Inspiring women: Mary Anne Evans

Silas Marner was on the curriculum at school and around the same time, I first read Middlemarch. In all honesty, it probably didin't hurt that the BBC production was airing, starring Rufus Sewell, whose name to this day makes me swoon inside a little (those cheekbones!)

It's too easy in our pretty period-drama world to compare George Eliot (her pen-name) to Jane Austen. Austen wrote in the Regency period, Eliot in the Victorian. And Austen wrote mostly about young girls falling in love, culminating in weddings. But Eliot focused on what happens after all that, to different casts of characters and, especially in Middlemarch, to women who chose wrongly.

In this way, Middlemarch seems much more grown up to me and, when I read Silas Marner, its characters' complexities seemed finely wrought. Today, in The Bone People, I read a line "Now I feel like the best part of me has got lost in the way I live". And it resonated with me and comes to me again as I think about Eliot's characters.
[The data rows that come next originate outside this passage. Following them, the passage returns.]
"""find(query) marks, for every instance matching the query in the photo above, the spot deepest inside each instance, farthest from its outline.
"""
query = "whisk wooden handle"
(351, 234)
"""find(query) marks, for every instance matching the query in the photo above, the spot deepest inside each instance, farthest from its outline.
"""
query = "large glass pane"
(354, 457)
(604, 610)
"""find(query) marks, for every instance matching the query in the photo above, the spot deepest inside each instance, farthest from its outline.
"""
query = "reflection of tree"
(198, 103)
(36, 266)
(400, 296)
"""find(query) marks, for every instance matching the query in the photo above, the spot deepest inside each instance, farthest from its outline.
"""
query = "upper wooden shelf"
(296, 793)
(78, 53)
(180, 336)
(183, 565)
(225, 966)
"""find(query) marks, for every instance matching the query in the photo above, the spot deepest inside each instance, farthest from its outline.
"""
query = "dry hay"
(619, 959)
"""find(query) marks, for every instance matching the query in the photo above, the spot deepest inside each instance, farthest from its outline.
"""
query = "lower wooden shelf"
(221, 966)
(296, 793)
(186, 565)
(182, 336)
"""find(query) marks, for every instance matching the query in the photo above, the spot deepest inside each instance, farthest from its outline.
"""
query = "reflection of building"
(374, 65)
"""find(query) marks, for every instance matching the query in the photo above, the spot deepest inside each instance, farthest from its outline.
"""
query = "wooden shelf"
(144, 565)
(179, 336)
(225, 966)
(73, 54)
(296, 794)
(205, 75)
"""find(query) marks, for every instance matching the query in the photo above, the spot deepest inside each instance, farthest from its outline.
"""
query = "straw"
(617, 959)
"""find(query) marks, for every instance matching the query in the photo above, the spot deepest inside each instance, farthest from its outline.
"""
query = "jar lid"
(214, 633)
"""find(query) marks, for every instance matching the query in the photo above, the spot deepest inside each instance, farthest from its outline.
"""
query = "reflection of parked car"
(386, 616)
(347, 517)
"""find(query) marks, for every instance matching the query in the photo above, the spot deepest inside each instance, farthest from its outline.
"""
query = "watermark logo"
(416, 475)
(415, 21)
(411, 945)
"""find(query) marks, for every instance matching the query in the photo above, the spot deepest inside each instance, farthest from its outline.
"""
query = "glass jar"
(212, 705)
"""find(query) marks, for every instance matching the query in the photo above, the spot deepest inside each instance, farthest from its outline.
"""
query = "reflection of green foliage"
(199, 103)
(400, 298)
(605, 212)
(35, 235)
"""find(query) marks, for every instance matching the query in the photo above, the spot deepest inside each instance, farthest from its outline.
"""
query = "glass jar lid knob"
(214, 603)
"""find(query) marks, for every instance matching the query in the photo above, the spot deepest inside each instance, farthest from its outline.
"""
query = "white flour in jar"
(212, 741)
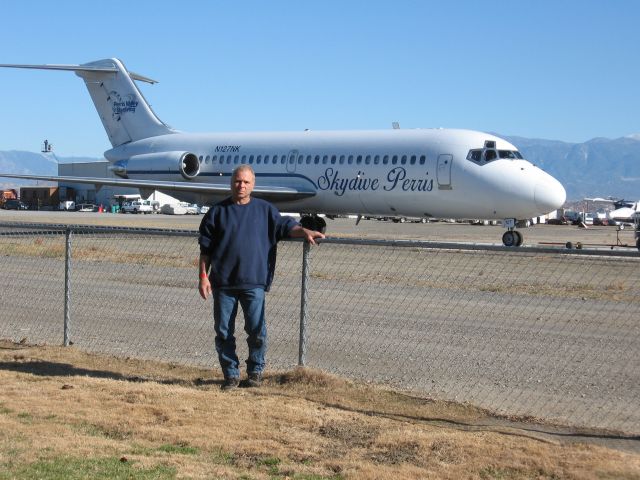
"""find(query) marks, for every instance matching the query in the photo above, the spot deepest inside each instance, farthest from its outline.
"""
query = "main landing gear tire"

In youth, we move so lightly through the world, taking our own foibles lightly too, unaware what quicksand they can make of adulthood and how those foibles compound over time to determine our future character. Eliot's characters are mired in their own individual complexities, but also those of the world they inhabit.

I mentioned on Sunday that I feel like it's time I reread Middlemarch and I will as soon as a finish my current book. And, as I consider rereading it, I've been taking the time to think more about its author. She was a complex woman too; headstrong but insecure, she made many choices then considered "unbecoming of a lady" and in many ways herself embodied the contradictions that make her characters so beautifully and hopelessly relatable.